Roots and Wings
OGR 8970 | Released 2010
The roots of thirty-six years of Schooner Fare’s music lie deep in the maritime traditions of Downeast. The stories and songs associated with the sea migrated with the sailing trade, and sailors from all over would create new songs about their experiences and spread them worldwide. So many maritime songs are considered “Irish” songs that often the two genres are indistinguishable. The Clancy Brothers and Tommy Makem introduced these songs to the American audience in the late 1950’s, including us......and then the world.

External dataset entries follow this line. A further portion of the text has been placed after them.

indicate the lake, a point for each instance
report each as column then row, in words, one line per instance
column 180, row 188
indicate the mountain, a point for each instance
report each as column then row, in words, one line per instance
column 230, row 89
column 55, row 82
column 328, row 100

This album has a reflective mood. As it turns out, it wasn’t intentional but a natural occurrence at this point in all aspects of our lives. Several of the songs are from our roots as performers. A few are not new songs but are a welcome addition to our repertoire. Some are completely new songs, decades removed from the start of our journey. All elements are testimony to the wings to grow we’ve been given by those who joined us at some point along the way. Our thanks to each and every one of you.
The resurgent interest in Celtic music is due largely to the Clancy Brothers and Tommy Makem. Schooner Fare was able to build its repertoire of maritime songs and Irish songs concurrently and sing them in interchangeable venues. The recording of Schooner Fare’s “Day of the Clipper” by Makem & Clancy in 1978 launched Schooner Fare into another professional arena. We have Tommy and Liam to thank for helping us build our credentials as well as for years of friendship and inspiration. They are deeply missed.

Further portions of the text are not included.